Regular expression

Learning to write regular expressions can be used in conjunction with the graphical regular expression website. You can better understand the meaning of regular expressions

Graphical regular expressions: Click to jump

The modifier

Tags, also known as modifiers, are used to specify additional matching strategies for regular expressions.

Tags are not written inside regular expressions. They are outside the expression and have the following format:

character meaning
i Ignore – Case Insensitive Sets matching to case insensitive and searches are case insensitive: there is no difference between A and A.
g Global – Global match Searches for all matches.
m Multi line – Multi line matching causes the boundary characters ^ and $to match the beginning and end of each line, remember multiple lines, not the beginning and end of the entire string.
s The special character dot. Contains the newline character \n. By default, the dot. Matches any character other than the newline character \n. With the s modifier,. Contains the newline character \n.
'BAnANa'.replace(/a+/g.The '*') // "BAnAN*"
'BAnANa'.replace(/a+/gi.The '*') // "B*n*N*"
Copy the code

The operator

The meaning of \

character meaning
\ Marks the next character as a special character, or a literal character, or a backreference, or an octal escape.
/ / sample 1
'1wa2b3e'.replace(/w/.The '*') // "1*wa2b3e"
Copy the code
/ / sample 2
'1wa2b3e'.replace(/\w/.The '*') // "*wa2b3"
Copy the code

^ and $

character meaning
^ Matches the start of the input string. If the Multiline property of the RegExp object is set, ^ also matches the position after ‘\n’ or ‘\r’.
$ Matches the end of the input string. If the Multiline property of the RegExp object is set, $also matches the position before ‘\n’ or ‘\r’.
/^a/.test('a2sfade3') // true
/^a/.test('234weras') // false
/a$/.test('12sfadea') // true
/a$/.test('12sfadew') // false
Copy the code

The first string starts with a and matches true, and the second string does not start with a and matches false. The third string ends in a and matches true, and the fourth string does not end in a and matches false

As shown in the previous two examples, the re in example 1 is unescaped and matches the literal character W. The second example \w (described below) matches the first letter, number, or underscore in the string.

Or relationship

character meaning
x|y Matches x or y.
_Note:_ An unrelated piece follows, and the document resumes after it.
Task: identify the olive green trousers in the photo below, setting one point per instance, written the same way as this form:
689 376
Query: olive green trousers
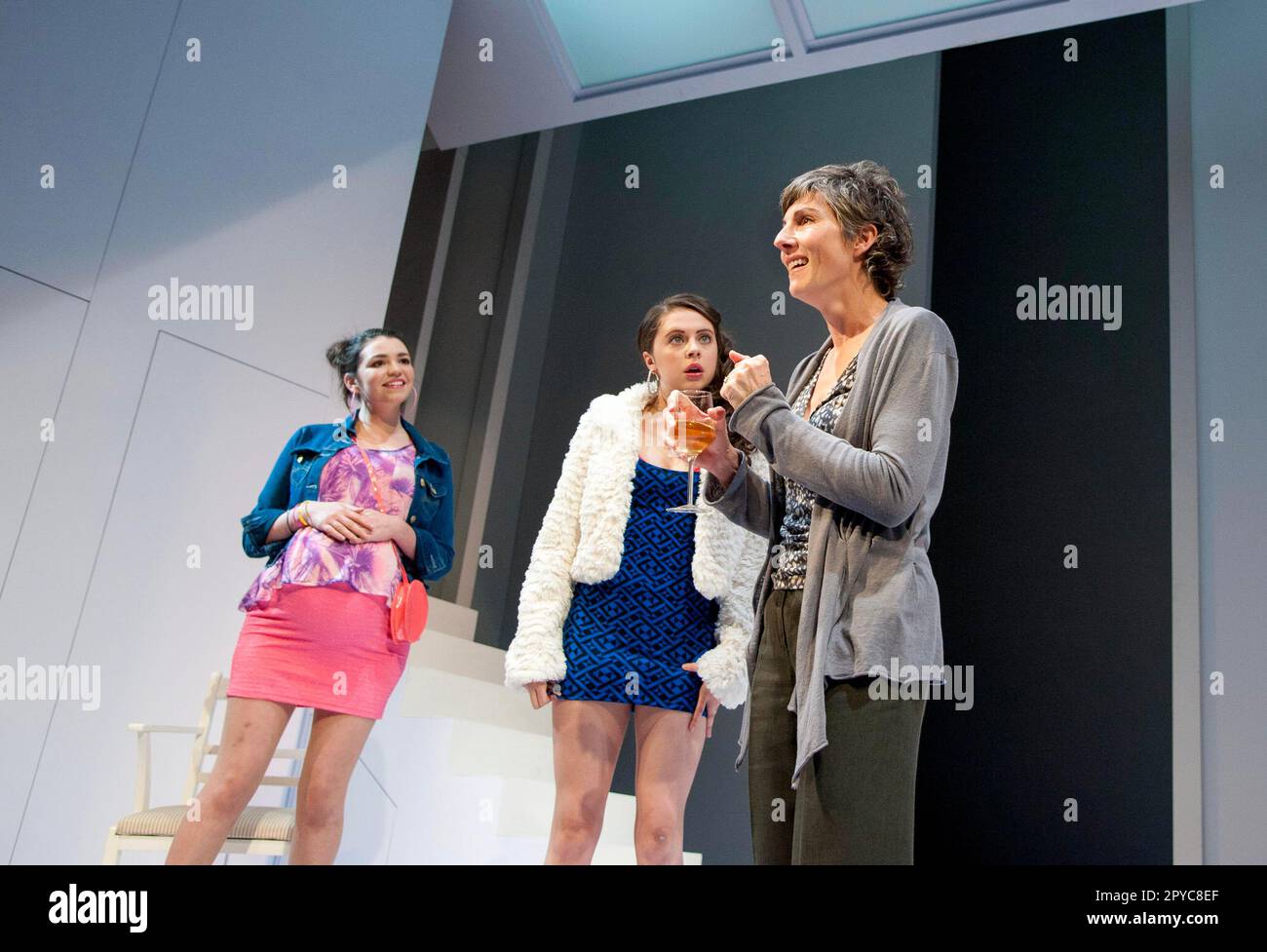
856 799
For example, ‘z | food can match the “z” or “food”. ‘(z | f ood matching “zood” or “food”.
'aabbcacaabc'.replace(/[a|b]/.The '*') // "*abbcacaabc"
'aabbcacaabc'.replace(/[a|b]/g.The '*') // "****c*c***c"
Copy the code
// LiLei is replaced by LiLei;
'My name is Lilei'.replace(/Li(L|l)ei/g."Li lei");
Copy the code

? The meaning of qualifiers that limit occurrences of, *, +, etc

character meaning
? Matches the preceding subexpression zero or once. Equivalent to {0,1}.
* Matches the preceding subexpression zero or more times. Equivalent to {0,}.
+ Matches the previous subexpression one or more times. For example. Equivalent to {1,}.
{n} N is a non-negative integer. Match certain n times.
{n,} N is a non-negative integer. At least n times.
{n,m} Both m and n are non-negative integers, where n <= m. At least n times and at most m times are matched.
? When the character is immediately followed by any other qualifier (*, +,? , {n}, {n,}, {n,m}), the matching mode is non-greedy. The non-greedy mode matches as few strings as possible, while the default greedy mode matches as many strings as possible. For example, for the string “oooo”, ‘o+? ‘will match a single’ O ‘, while ‘o+’ will match all ‘o’.
'aabbbaaaab'.replace(/a{3}/.The '*') // "aabbb*ab"
'aabbbaaaab'.replace(/a{3,}/.The '*') // "aabbb*b"
'aabbbaaaab'.replace(/ a/g {2, 3}.The '*') // "*bbb*ab"
Copy the code

metacharacters

Regular expressions are basically composed of two string types: textual characters and metacharacters. Metacharacters are special characters that have special meaning in regular expressions.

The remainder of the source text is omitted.